Voyant son extrême faiblesse, il ordonnait des potions fortifiantes. Thérèse s'en attrista d'abord, à cause de leur prix élevé; puis elle nous dit:

«Maintenant je ne m'afflige plus de prendre des remèdes chers, car j'ai lu que sainte Gertrude s'en réjouissait en pensant que tout serait à l'avantage de nos bienfaiteurs, puisque Nôtre-Seigneur a dit: «Ce que vous ferez au plus petit d'entre les miens, c'est à moi-même que vous le ferez.»[148]

«Je suis convaincue de l'inutilité des médicaments pour me guérir, ajoutait-elle; mais je me suis arrangée avec le bon Dieu pour qu'il en fasse profiter de pauvres missionnaires qui n'ont ni le temps, ni les moyens de se soigner.»

Touché des prévenances de sa petite épouse, le Seigneur, qui ne se laisse jamais vaincre en générosité, l'entourait aussi de ses divines attentions: tantôt, c'étaient des gerbes fleuries envoyées par sa famille, tantôt un petit rouge-gorge qui venait sautiller sur son lit, la regardant d'un air de connaissance et lui faisant mille gentillesses.

«Ma Mère, disait alors notre enfant, je suis profondément émue des délicatesses du bon Dieu pour moi; à l'extérieur, j'en suis comblée... et cependant je demeure dans les plus noires ténèbres!... Je souffre beaucoup... oui, beaucoup! mais avec cela, je suis dans une paix étonnante: tous mes désirs ont été réalisés... je suis pleine de confiance.»

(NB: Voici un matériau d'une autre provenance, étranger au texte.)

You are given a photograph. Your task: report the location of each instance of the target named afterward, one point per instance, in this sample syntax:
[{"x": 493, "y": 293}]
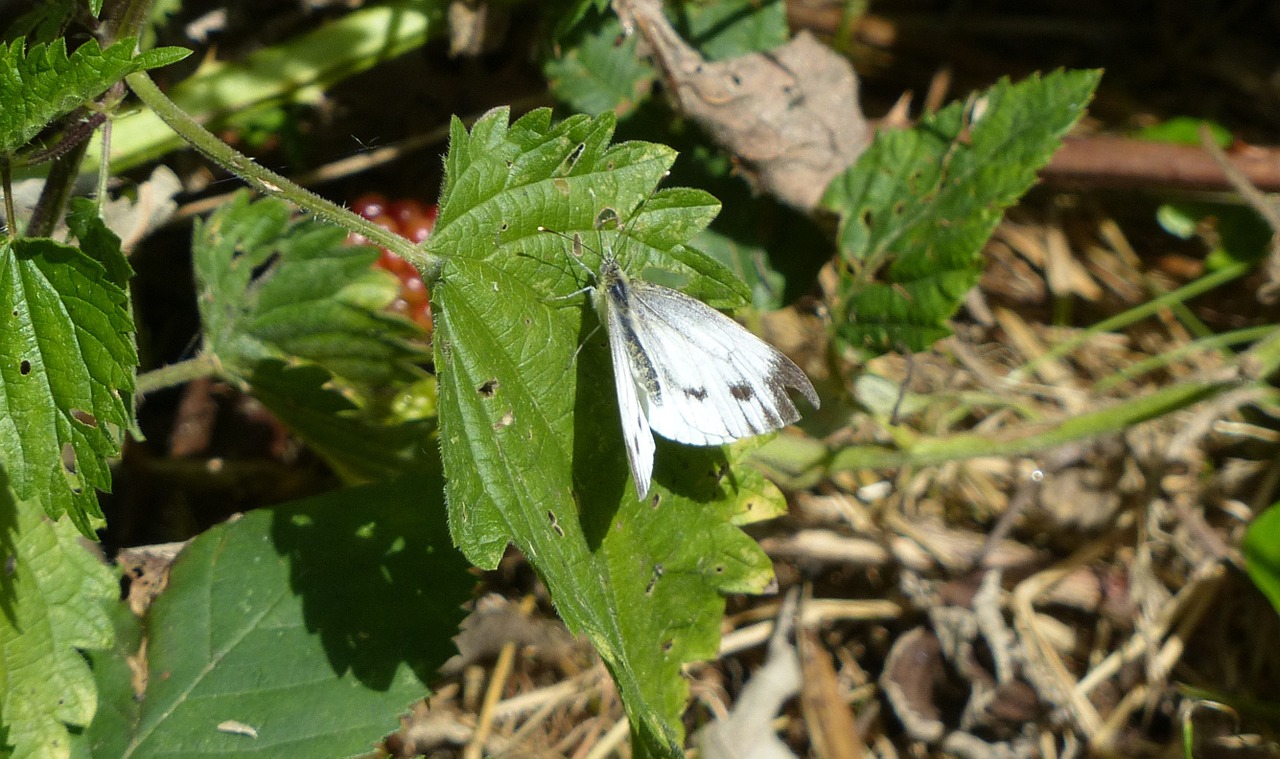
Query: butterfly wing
[
  {"x": 630, "y": 373},
  {"x": 714, "y": 380}
]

Quelque temps après, elle racontait ce trait touchant:

«Un soir, à l'heure du grand silence, l'infirmière vint me mettre aux pieds une bouteille d'eau chaude et de la teinture d'iode sur la poitrine.

«J'étais consumée par la fièvre, une soif ardente me dévorait. En subissant ces remèdes, je ne pus m'empêcher de me plaindre à Nôtre-Seigneur: «Mon Jésus, lui dis-je, vous en êtes témoin, je brûle et l'on m'apporte encore de la chaleur et du feu! Ah! si j'avais, au lieu de tout cela, un demi-verre d'eau, comme je serais bien plus soulagée!... Mon Jésus! votre petite fille a bien soif! Mais elle est heureuse pourtant de trouver l'occasion de manquer du nécessaire, afin de mieux vous ressembler et pour sauver des âmes.»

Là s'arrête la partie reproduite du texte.